You are viewing a plain text version of this content. The canonical link for it is here.
Posted to users@jena.apache.org by Simon Gray <si...@hum.ku.dk> on 2022/07/01 09:33:55 UTC

Save snapshot of schema cache?

Hi everyone, 

I love how Jena will download schemas on-demand from URLs, but one issue I have is that this feature is that it does not guarantee reproducibility e.g. when there is no Internet connection or if the schema server is offline.

I have downloaded some of the schemas I use and provide these locally, but occasionally Jena will still error out since not every schema exists locally so the remainder are still downloaded via a network connection. I was wondering if there is a simple way to persist a snapshot of the schema files downloaded by any one Jena instance, so that I do not have go and fetch all of these manually.

Kind regards,

Simon Gray

Software developer,
Centre for Language Technology,
University of Copenhagen

Re: Save snapshot of schema cache?

Posted by Dan Brickley <da...@danbri.org>.
On Fri, 1 Jul 2022 at 10:34, Simon Gray <si...@hum.ku.dk> wrote:

> Hi everyone,
>
> I love how Jena will download schemas on-demand from URLs, but one issue I
> have is that this feature is that it does not guarantee reproducibility
> e.g. when there is no Internet connection or if the schema server is
> offline.
>
> I have downloaded some of the schemas I use and provide these locally, but
> occasionally Jena will still error out since not every schema exists
> locally so the remainder are still downloaded via a network connection. I
> was wondering if there is a simple way to persist a snapshot of the schema
> files downloaded by any one Jena instance, so that I do not have go and
> fetch all of these manually.
>

Can I jump in here since our FOAF webserver had some (fairly unusual)
downtime at the weekend.

First - caching schema data is very sensible. Especially for schemas that
aren't changing very rapidly (Dublin Core, FOAF, SKOS, etc.).

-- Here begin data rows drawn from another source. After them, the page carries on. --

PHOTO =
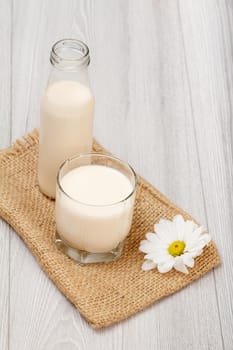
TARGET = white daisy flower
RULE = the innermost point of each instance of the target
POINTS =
(174, 244)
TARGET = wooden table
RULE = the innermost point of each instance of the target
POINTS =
(162, 74)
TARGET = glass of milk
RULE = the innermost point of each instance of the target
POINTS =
(94, 207)
(67, 108)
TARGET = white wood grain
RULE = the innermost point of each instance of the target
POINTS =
(163, 80)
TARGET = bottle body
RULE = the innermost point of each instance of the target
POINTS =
(66, 123)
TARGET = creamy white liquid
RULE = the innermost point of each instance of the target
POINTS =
(103, 221)
(67, 109)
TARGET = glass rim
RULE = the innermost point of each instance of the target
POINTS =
(55, 58)
(98, 154)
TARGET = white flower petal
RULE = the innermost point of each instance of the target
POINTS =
(188, 260)
(153, 238)
(190, 227)
(165, 231)
(166, 266)
(157, 257)
(179, 265)
(148, 265)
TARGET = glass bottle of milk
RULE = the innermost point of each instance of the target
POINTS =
(67, 109)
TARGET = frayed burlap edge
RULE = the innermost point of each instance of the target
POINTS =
(207, 261)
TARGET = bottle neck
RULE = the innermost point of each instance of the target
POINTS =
(69, 55)
(69, 60)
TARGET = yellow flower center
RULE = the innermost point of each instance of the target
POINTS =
(176, 248)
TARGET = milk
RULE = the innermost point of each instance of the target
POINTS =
(66, 128)
(99, 216)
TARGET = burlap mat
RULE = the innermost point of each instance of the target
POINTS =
(103, 293)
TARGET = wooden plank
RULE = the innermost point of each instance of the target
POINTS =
(209, 67)
(163, 90)
(49, 320)
(5, 139)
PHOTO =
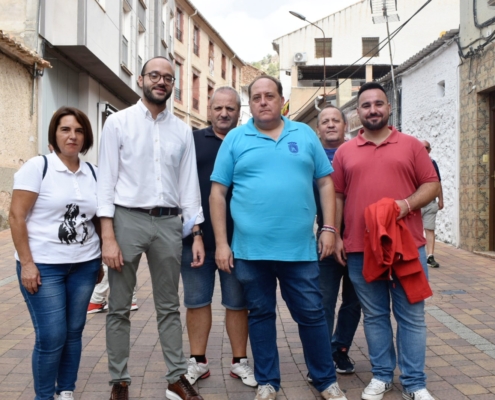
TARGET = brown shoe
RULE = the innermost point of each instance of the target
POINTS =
(182, 390)
(120, 391)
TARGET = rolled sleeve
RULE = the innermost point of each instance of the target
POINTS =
(189, 193)
(108, 169)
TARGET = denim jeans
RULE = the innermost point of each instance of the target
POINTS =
(301, 292)
(199, 283)
(411, 327)
(331, 274)
(58, 312)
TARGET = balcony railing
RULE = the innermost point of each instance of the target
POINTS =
(178, 34)
(125, 51)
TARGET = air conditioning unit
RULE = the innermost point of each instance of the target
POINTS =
(300, 58)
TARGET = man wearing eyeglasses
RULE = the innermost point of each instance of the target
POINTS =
(147, 174)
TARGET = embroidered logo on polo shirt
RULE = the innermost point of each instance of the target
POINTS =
(293, 147)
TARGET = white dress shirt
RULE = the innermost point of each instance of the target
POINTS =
(147, 163)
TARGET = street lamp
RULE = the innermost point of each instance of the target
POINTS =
(297, 15)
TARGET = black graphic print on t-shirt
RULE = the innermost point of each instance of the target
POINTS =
(68, 232)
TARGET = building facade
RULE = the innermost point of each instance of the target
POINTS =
(96, 49)
(352, 40)
(477, 125)
(203, 62)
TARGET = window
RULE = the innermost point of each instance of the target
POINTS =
(178, 81)
(370, 47)
(196, 40)
(179, 18)
(224, 66)
(234, 76)
(196, 92)
(323, 48)
(126, 35)
(211, 54)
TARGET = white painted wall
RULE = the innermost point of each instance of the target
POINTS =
(428, 115)
(348, 26)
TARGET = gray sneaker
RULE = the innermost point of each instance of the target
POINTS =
(333, 392)
(375, 390)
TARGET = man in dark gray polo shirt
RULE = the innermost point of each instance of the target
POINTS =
(199, 282)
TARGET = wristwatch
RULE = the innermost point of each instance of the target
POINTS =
(197, 233)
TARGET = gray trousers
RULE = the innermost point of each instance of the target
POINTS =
(161, 239)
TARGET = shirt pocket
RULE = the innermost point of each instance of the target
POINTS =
(172, 154)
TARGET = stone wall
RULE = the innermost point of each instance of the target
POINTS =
(477, 80)
(429, 112)
(18, 128)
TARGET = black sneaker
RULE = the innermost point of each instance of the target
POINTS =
(343, 364)
(432, 263)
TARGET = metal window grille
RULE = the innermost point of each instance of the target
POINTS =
(371, 47)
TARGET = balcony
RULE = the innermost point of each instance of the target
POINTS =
(178, 34)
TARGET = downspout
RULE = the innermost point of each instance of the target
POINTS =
(189, 67)
(35, 74)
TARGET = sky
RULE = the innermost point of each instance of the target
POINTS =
(250, 26)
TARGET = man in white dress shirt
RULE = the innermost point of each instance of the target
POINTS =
(147, 174)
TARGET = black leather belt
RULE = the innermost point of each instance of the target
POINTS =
(157, 211)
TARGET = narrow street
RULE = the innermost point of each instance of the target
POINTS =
(460, 355)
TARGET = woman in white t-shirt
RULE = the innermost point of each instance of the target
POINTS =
(57, 250)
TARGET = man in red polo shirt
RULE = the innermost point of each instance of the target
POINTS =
(383, 162)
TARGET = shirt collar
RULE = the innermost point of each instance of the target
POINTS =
(162, 115)
(392, 138)
(289, 126)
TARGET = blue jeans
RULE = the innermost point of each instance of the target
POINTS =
(199, 283)
(58, 312)
(301, 292)
(331, 273)
(411, 327)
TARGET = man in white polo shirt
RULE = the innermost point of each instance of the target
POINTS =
(147, 173)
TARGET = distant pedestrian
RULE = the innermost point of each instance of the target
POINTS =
(271, 163)
(382, 162)
(331, 127)
(57, 250)
(199, 282)
(429, 215)
(148, 177)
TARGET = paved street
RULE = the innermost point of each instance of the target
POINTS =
(460, 356)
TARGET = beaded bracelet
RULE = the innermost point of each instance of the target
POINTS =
(408, 205)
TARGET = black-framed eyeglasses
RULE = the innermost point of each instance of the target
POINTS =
(155, 77)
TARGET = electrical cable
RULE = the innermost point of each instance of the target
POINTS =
(392, 35)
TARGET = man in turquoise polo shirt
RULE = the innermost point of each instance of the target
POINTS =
(271, 163)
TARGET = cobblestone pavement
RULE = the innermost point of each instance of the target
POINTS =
(460, 356)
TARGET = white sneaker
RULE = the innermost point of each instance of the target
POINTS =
(266, 392)
(375, 390)
(333, 392)
(242, 370)
(196, 370)
(421, 394)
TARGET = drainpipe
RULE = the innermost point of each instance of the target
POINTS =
(189, 67)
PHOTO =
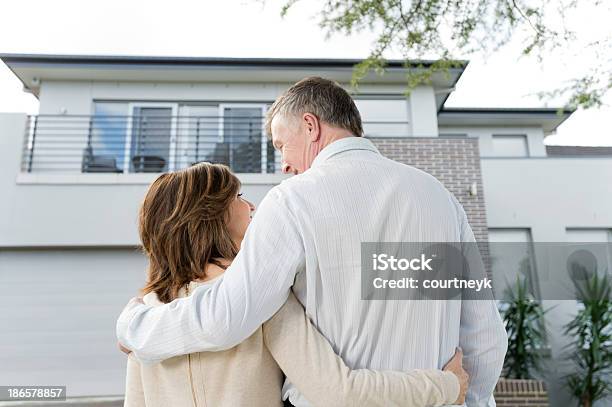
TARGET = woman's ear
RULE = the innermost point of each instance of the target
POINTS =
(313, 127)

Secondly - I want to look again at signing the RDF/S data files, so that
there could be an alternate path to verify that cached data is (or was)
correct and hasn't been manipulated.

It seems Apache uses OpenPGP (GPG etc.) for this,

https://infra.apache.org/release-signing.html
https://httpd.apache.org/dev/verification.html

Would folk here be interested? Is there an obvious way to engage with this
stuff in pure Java? (beyond compiling gpg to wasm etc.).

Dan




> Kind regards,
>
> Simon Gray
>
> Software developer,
> Centre for Language Technology,
> University of Copenhagen
>

Re: Save snapshot of schema cache?

Posted by Andy Seaborne <an...@apache.org>.
Simon,

A way to do this is to install a caching proxy and direct web traffic to 
that proxy. e.g a httpd or nginx setup.

Another way is to use the StreamManager/LocationMapper map the URls to a 
local file and manage that file (e.g. a regular script that updates the 
local copy. (Beware there are two LocationMapper - old one in core for 
(extreme!) legacy and the current one in jena-arq/RIOT).

     Andy


On 01/07/2022 10:33, Simon Gray wrote:
> Hi everyone,
> 
> I love how Jena will download schemas on-demand from URLs, but one issue I have is that this feature is that it does not guarantee reproducibility e.g. when there is no Internet connection or if the schema server is offline.
> 
> I have downloaded some of the schemas I use and provide these locally, but occasionally Jena will still error out since not every schema exists locally so the remainder are still downloaded via a network connection. I was wondering if there is a simple way to persist a snapshot of the schema files downloaded by any one Jena instance, so that I do not have go and fetch all of these manually.
> 
> Kind regards,
> 
> Simon Gray
> 
> Software developer,
> Centre for Language Technology,
> University of Copenhagen